Our communities are a great place to start looking for interesting activities going around. So why not give it a shot?

  • Experiment with your diet

Dieting isn’t just about weight loss. Weighing within our ideal weight range is essential for leading a healthy but no one said dieting can’t be fun.

Try out new food. Maybe you’ve got a specific recipe in mind you’d like to try. Maybe you’ve seen a mouth-watering desert on Master Chef and you were thinking of making it yourself. Maybe all your friends are trying this new fad diet and you think you want to join them to boost their morale and try something new.

It doesn’t matter why. The point is to get out of your eating comfort zone as long as you keep in mind your medical history and the importance of eating healthy.

  • Be mindful of the changes happening to your metabolism

Does anyone know why we age? Share this post if you do. In a few words, oxygen, the element we desperately need to stay alive, is the number one culprit.

We age through a process called oxidative stress. This is where oxygen interacts with substances in the body called free radicals. We avoid the amplification of free radicals through healthy habits, therefore, slowing our aging process.

This is why experts always preach about the importance of antioxidants. The latter fight the free radicals and help keep them under control. Antioxidants are found in fruits and vegetables.

The side effects of aging include Sarcopenia (mentioned above), and weakness/malfunctions in our eight bodily systems,

  • Take a genetic screening for potential hereditary ramifications

The human genome is fascinating. Take a look at how long have we been trying to decode it, and there’s still so much to learn about it. With all its complexity comes the ramifications of mutations and hereditary diseases. We may be aware of some of the risks that have been passed down by our ancestors yet, we can never be sure of all them without proper genetic screening.

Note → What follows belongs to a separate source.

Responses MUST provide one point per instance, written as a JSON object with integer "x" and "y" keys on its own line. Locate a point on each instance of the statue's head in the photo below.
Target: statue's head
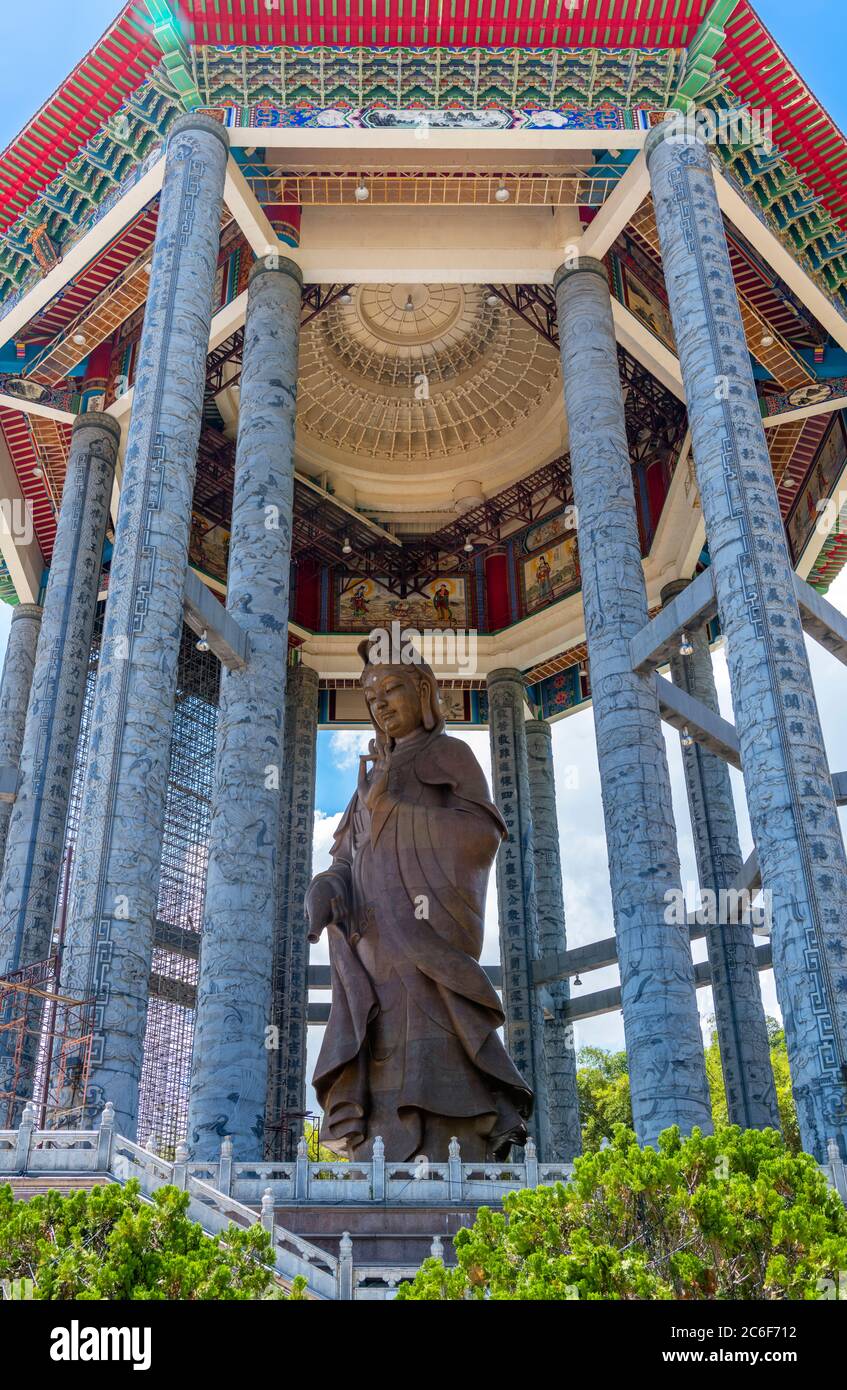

Genetic screenings give us insights into what sort of mutations our genomes have accumulated throughout our living years, which means it can estimate our probabilities for developing certain types of cancer.

Knowing the risks that we’re highly exposed to helps us take precautions to prevent them from flaring up.

Genetic Screenings can be done for various reasons such as diagnostic testing, carrier testing, predictive testing, and pharmacogenetics.